The Saratov oil refinery and the Kazanorgsintez plant were also affected, workers said.
Earlier on Saturday, Ukraine used UAVs to attack the Russkaya reactor in Krasnodar Krai, which serves the TurkStream pipeline, Russian state news agency TASS said. Ukraine reportedly used nine UAVs in the attack in the village of Gaikodzor.

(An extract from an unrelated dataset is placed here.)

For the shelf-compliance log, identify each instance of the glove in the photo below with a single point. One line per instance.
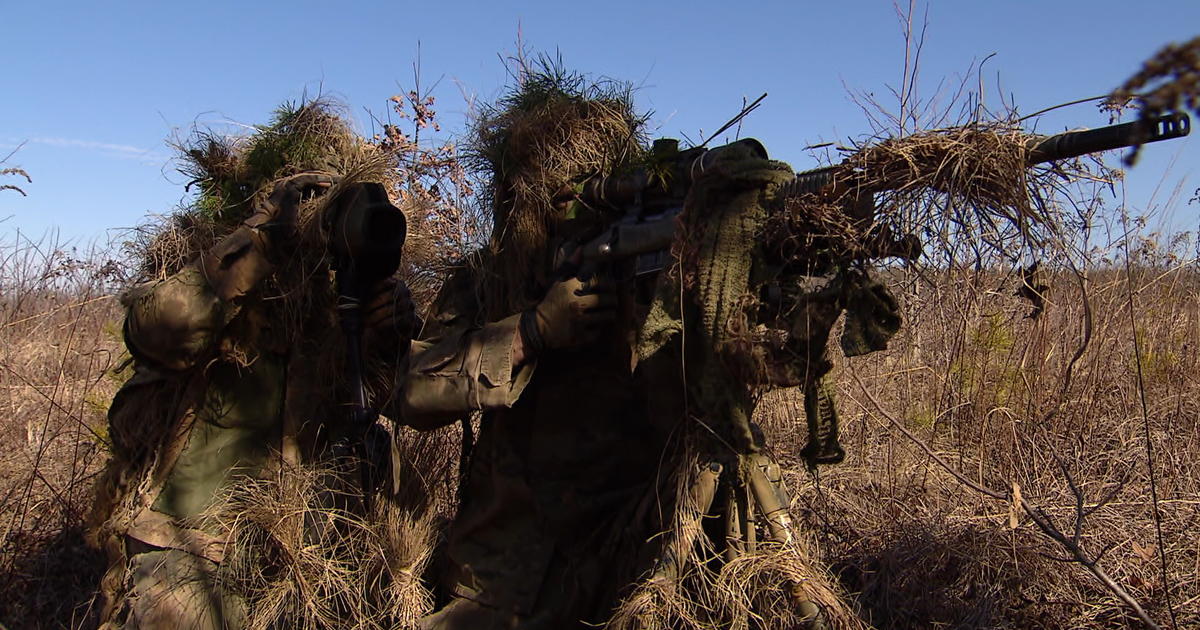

Russia’s Defense Ministry said it shot down all nine.

TurkStream is the only functioning Russian gas pipeline to Europe in 2022 after sabotage at Nord Stream and the Yamal pipeline across Ukraine shut down on January 1 after the contract with Russian energy company Gazprom expired.
Ukraine has made no secret of its desire to stop all imports of Russian energy to Western countries.
Ukraine is troubled by imports of $7.3 billion of liquefied natural gas (LNG) last year, Ukrainian presidential adviser Vladislav Vlasyuk told EU ambassadors in Kiev on Monday. “Now is the time to stop the petrodollar flow that fuels Russia’s aggression,” he said.
Ukraine is also frustrated by the slow or insufficient supply of long-range weapons that would enable it to fight on Russian soil, and has increasingly invested in its own production of weapons.
TASS put the number of Ukrainian drones downed by Russia last year at 7,300. Zelensky on Saturday called on its manufacturers to “make this year a record in terms of all types of drones.”
The previous day, Ukrainian Prime Minister Denis Shmyal told the Verkhovna Rada that arms spending would increase to a record $17.5 billion in 2025 and domestic industrial potential would reach $30 billion. It is believed that it will reach $7 billion in 2024.
Ukraine has also struggled to control its airspace.
The Ukrainian Air Force said it shot down 400 aerial targets in the week of January 6–12, almost all of which were UAVs of various types. Zelensky said Russia had launched 600 drones during that week.